[Updated] Faced with an approval deadline of July 16 which if missed would have surrendered the chance for a series of $50,000 payments to the City from ArtCenter College of Design, the Pasadena City Council on Monday adopted formal policy on a new revenue tool for negotiating payments “in lieu of taxes” from tax-exempt nonprofits.
As a result, these payments, known as PILOTs, can now be arranged with nonprofits by the City Manager if the nonprofit wants to expand and proposes a Master Plan and related Development Agreement with the City.
“Nonprofit entities like ArtCenter, Caltech and others don’t pay property taxes in the city, but they receive all the city benefits of services that tax-paying entities pay. I don’t think it’s unreasonable of us to consider them making some form of in lieu payment,” Councilmember Margaret McAustin explained last week, prior to the vote.
Nonprofits would not be required to enter into Development Agreements but institutions sometimes seek them because the Agreements allow the institution to protect entitlements by guaranteeing City regulations that apply to the project will not change during the term of the agreement.
“I do think there is an equity issue,” said Councilmember Victor Gordo. “Residents are required to pick up the costs of existing services and the cost of additional services. I think it’s unfair to expect residence to pick up the costs of those services. I think picking them up in a Development Agreement is a good start.”
A PILOT can only be negotiated when a nonprofit developer requests a Development Agreement.
In the city’s history only seven Development Agreements have been established. Three of those were with nonprofits: Fuller Seminary, the Norton Simon Museum and the ArtCenter.
City Manager Steve Mermell said he would not go back and try to negotiate payments with the Norton Simon Museum or Fuller Seminary.
Last year the ArtCenter signed a Development Agreement that requires the school to pay the city $50,000 annually upon the issuance of a Certificate of Occupancy for the first of four new buildings approved as part of its Master Plan.

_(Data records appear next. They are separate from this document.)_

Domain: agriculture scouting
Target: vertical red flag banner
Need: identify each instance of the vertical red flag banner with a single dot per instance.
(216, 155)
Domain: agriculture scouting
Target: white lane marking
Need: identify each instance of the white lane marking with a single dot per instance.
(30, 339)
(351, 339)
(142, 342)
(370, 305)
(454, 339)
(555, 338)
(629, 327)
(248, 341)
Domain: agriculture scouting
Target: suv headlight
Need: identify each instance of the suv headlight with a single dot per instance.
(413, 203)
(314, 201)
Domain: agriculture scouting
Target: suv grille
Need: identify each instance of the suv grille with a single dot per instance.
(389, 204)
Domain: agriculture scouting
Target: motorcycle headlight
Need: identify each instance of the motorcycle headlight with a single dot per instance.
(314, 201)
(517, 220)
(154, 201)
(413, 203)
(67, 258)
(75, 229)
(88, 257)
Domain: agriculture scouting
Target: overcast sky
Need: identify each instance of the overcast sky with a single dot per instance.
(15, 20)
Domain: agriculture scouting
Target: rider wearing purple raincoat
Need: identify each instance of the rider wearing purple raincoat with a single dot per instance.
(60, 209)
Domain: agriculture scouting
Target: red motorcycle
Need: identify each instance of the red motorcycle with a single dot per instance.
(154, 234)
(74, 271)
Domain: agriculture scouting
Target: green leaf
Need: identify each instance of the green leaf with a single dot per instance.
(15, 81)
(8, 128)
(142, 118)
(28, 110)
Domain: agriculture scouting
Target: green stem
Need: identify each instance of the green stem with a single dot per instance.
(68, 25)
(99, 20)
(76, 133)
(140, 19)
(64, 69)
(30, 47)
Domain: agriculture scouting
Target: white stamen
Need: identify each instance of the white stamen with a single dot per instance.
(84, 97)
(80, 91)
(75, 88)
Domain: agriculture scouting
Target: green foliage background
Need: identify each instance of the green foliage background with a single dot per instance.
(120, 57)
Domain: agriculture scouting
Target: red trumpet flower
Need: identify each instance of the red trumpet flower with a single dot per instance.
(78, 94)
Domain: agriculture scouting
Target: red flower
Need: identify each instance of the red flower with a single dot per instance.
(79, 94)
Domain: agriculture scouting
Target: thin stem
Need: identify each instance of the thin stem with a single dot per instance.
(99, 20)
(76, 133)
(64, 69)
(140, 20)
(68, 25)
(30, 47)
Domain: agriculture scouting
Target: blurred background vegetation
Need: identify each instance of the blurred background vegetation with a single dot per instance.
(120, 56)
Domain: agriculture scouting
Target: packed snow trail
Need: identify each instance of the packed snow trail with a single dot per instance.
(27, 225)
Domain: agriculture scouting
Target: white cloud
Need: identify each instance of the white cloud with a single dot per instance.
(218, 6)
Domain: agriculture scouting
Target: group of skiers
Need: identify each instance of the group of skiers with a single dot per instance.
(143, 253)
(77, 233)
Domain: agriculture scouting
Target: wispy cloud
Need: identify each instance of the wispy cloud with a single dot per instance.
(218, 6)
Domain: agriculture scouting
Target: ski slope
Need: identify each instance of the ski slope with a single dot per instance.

The Development Agreement requires an additional $50,000 per year at the issuance of each Certificate of Occupancy, for a total of $200,000 per year if ArtCenter builds out its Master Plan.
The new policy was opposed by Councilmembers Gene Masuda and Steve Madison.
Madison said he could not find any city in California using that adopted a PILOT program.
“I have concerns about this,” Madison said. “This is not what we agreed to do a year ago. What we agreed to do was come up with a policy that would shed some light when and how and on what basis we would impose these payments. This is dangerous because it gives so much discretion to impose taxes on institutions that are legally exempt from taxes.”
The City Council ordered City Staff to return in September with more details about the policy.